Die Tür des Shinkansen öffnete sich. Nanao wollte gerade aussteigen, als der Mann mit der Schiebermütze in sein Blickfeld geriet. Der sieht wirklich aus wie der Wolf, dachte er noch, das muss ein Doppelgänger sein, da zeigte der Mann schon mit dem Finger auf ihn und versperrte ihm den Weg. Sie standen Brust an Brust. Nanao wich zurück.

»Welch glücklicher Zufall!«, sagte der Wolf erfreut. Seine Nasenflügel bebten.

»Warte. Ich muss hier aussteigen«, wisperte Nanao, um möglichst kein Aufsehen zu erregen.

»Glaubst du wirklich, so eine Gelegenheit lasse ich mir entgehen? Ich schulde dir noch was.«

»Später. Ich bin bei der Arbeit. Oder nein, warte, vergiss die Schulden. Ich erlasse sie dir.«

Prima, dachte er, ganz prima. Im selben Moment ging die Tür zu. Gleichgültig setzte sich der Zug wieder in Bewegung. Ganz einfach, lachte Maria in seinem Ohr. Mann!, wollte er schreien. Er hatte es ja gewusst.

Der Prinz

Er klappte das in die Rückseite des Vordersitzes eingelassene Tablett herunter und stellte eine Plastikflasche darauf. Riss eine Tafel Schokolade auf und steckte sich ein Stück in den Mund. Hinter Ueno fuhr der Zug wieder oberirdisch. Trotz ein paar Wolken war der Himmel strahlend blau. So fühle ich mich, dachte er, strahlend. Eine Driving Range kam in Sicht. Das wie ein überdimensionales Moskitonetz aussehende grüne Netz bauschte sich. Kurz darauf sah er eine Schule. Hinter den Fenstern der Betonwürfel tummelten sich uniformierte Schüler. Mittelstufe? Oberstufe?, überlegte Satoshi Oji für einen Moment. Wie auch immer. Es machte keinen Unterschied. Alle waren sie gleich, egal, ob es Mittelstufenschüler waren, so wie er, Oberstufenschüler oder Erwachsene. Jeder war berechenbar. Der Mann neben ihm war das beste Beispiel dafür. Wie langweilig!

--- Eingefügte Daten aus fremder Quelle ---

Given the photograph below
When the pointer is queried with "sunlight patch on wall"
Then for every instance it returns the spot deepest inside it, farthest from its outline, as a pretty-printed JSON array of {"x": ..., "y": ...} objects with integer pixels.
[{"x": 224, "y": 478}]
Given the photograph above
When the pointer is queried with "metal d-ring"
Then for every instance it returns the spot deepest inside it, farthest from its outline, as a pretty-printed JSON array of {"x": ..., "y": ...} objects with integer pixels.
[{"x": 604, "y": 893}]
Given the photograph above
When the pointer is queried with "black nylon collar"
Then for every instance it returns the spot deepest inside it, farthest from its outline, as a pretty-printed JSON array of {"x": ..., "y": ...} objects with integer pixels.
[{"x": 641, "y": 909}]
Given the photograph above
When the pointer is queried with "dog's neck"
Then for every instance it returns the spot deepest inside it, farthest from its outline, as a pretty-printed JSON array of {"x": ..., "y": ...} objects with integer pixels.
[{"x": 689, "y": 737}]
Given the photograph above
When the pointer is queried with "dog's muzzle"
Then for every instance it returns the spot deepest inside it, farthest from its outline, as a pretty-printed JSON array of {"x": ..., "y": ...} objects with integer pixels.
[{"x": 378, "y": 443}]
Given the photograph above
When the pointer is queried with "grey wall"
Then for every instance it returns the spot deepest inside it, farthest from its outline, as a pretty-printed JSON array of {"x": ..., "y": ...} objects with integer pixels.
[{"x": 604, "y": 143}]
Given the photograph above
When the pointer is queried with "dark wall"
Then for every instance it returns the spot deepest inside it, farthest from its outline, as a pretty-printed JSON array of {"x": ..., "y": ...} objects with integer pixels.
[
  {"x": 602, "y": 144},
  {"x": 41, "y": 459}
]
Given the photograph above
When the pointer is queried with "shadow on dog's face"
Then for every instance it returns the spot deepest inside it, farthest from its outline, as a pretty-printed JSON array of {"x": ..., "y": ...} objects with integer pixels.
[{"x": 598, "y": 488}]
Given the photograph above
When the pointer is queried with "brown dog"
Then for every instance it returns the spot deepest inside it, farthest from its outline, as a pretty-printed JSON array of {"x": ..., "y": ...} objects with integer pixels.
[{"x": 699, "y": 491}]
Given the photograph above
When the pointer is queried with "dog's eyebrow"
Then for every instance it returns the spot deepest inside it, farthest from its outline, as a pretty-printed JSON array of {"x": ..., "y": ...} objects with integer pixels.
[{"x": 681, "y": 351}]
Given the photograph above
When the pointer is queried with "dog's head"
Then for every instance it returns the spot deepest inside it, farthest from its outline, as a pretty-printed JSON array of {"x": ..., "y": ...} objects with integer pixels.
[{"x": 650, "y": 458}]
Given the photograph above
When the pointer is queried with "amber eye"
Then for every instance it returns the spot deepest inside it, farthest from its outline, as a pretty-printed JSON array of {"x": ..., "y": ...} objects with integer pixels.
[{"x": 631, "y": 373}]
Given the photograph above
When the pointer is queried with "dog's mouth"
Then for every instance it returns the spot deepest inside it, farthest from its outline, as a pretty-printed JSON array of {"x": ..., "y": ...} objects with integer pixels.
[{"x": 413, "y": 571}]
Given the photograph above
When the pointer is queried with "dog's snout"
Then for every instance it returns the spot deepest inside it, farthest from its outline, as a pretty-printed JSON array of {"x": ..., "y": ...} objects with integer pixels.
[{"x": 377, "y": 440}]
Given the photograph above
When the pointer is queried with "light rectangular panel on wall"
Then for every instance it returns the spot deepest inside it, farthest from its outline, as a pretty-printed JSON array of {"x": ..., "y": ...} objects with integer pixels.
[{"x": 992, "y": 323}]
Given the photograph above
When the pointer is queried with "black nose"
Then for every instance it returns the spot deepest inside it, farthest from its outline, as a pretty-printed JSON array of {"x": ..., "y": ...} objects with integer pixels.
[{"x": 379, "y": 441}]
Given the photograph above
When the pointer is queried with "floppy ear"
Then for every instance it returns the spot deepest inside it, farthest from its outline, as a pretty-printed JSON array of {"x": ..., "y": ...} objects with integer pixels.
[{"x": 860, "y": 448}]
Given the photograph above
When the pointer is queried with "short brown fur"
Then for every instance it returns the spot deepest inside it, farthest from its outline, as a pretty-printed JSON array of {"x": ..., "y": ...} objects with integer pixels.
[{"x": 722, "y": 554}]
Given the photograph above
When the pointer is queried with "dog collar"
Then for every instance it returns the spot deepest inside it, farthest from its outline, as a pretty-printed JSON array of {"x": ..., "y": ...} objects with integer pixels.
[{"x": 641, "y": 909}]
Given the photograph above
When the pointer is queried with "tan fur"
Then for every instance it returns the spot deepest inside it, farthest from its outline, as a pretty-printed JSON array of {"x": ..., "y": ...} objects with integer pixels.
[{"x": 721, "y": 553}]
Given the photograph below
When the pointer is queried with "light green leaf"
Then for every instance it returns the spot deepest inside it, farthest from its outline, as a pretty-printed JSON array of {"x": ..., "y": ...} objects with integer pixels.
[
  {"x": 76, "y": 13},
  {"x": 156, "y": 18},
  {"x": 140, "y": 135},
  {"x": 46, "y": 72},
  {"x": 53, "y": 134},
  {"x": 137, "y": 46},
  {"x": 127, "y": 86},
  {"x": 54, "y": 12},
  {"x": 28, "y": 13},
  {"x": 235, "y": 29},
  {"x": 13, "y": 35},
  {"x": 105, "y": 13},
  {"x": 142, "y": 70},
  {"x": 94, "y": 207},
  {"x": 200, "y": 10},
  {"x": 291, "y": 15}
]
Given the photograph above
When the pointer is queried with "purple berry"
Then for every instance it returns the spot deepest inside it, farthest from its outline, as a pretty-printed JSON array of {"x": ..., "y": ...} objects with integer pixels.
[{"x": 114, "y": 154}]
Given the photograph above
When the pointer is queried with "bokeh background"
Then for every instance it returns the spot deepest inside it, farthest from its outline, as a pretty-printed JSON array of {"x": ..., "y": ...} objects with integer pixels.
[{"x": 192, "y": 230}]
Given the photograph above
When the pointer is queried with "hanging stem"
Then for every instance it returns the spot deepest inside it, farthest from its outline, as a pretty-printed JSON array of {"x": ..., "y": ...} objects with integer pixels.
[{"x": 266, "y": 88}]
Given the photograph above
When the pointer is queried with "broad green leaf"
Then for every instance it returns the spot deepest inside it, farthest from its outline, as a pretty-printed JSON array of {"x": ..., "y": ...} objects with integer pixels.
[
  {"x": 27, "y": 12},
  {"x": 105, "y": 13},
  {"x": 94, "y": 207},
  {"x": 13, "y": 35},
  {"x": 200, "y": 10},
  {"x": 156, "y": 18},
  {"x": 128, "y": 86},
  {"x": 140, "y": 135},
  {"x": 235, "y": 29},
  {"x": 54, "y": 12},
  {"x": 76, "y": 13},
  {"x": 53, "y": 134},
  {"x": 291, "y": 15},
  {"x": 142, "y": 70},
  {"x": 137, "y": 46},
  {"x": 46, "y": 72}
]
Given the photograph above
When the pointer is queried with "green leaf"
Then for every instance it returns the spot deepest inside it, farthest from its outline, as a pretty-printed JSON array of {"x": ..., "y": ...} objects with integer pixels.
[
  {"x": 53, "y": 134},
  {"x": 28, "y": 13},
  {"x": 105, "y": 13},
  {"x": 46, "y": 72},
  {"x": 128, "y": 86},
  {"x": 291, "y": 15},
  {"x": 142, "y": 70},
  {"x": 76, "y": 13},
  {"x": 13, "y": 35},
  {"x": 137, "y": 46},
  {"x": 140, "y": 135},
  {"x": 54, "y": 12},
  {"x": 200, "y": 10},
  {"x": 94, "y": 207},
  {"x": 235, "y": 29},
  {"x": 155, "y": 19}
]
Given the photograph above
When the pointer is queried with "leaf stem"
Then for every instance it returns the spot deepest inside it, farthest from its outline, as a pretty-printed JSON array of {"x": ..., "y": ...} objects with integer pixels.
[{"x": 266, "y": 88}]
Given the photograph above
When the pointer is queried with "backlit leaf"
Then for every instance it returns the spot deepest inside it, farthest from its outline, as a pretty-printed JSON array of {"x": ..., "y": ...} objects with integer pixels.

Weil Kimura sich trotz der Fesseln zu wehren versuchte, drückte Oji ihm die entwendete Pistole in die Seite: »Bleib ruhig und hör zu. Alles andere würdest du bereuen.« Dann sagte er: »Kam dir das nicht komisch vor? Ein Mittelstufenschüler, ganz allein im Zug? Und du weißt auch noch, wo er sitzt! Nie daran gedacht, dass es sich um eine Falle handeln könnte?«

»Du hast die Information lanciert?«

»Nachdem ich erfahren hatte, dass du mich suchst …«

»Ich dachte, du hältst dich versteckt. In der Schule warst du nicht.«

»Ich verstecke mich nicht. Wir haben keinen Unterricht.« Das war nicht gelogen. Wegen eines Infekts, der sich noch vor dem Winter plötzlich ausgebreitet hatte, war die ganze Klasse erst eine und dann, weil die Lage sich nicht entspannte, eine weitere Woche beurlaubt worden. Dass man wegen ein paar fehlender Schüler gleich den Unterricht für die ganze Klasse aussetzte, ohne Infektionsgeschehen, die Inkubationszeit oder die Zahl schwerer Verläufe zu berücksichtigen, konnte Oji nicht verstehen. Bevor man ein Risiko einging, für das man anschließend die Verantwortung übernehmen musste, folgte man lieber dem Protokoll. Grundsätzlich war dagegen natürlich nichts einzuwenden, aber nicht einmal darüber nachzudenken, ob es wirklich nötig war, den Unterricht komplett ausfallen zu lassen, ließ ihn am Verstand der Lehrer zweifeln. Ihre Fähigkeit, zu prüfen, zu analysieren und zu beurteilen war gleich null.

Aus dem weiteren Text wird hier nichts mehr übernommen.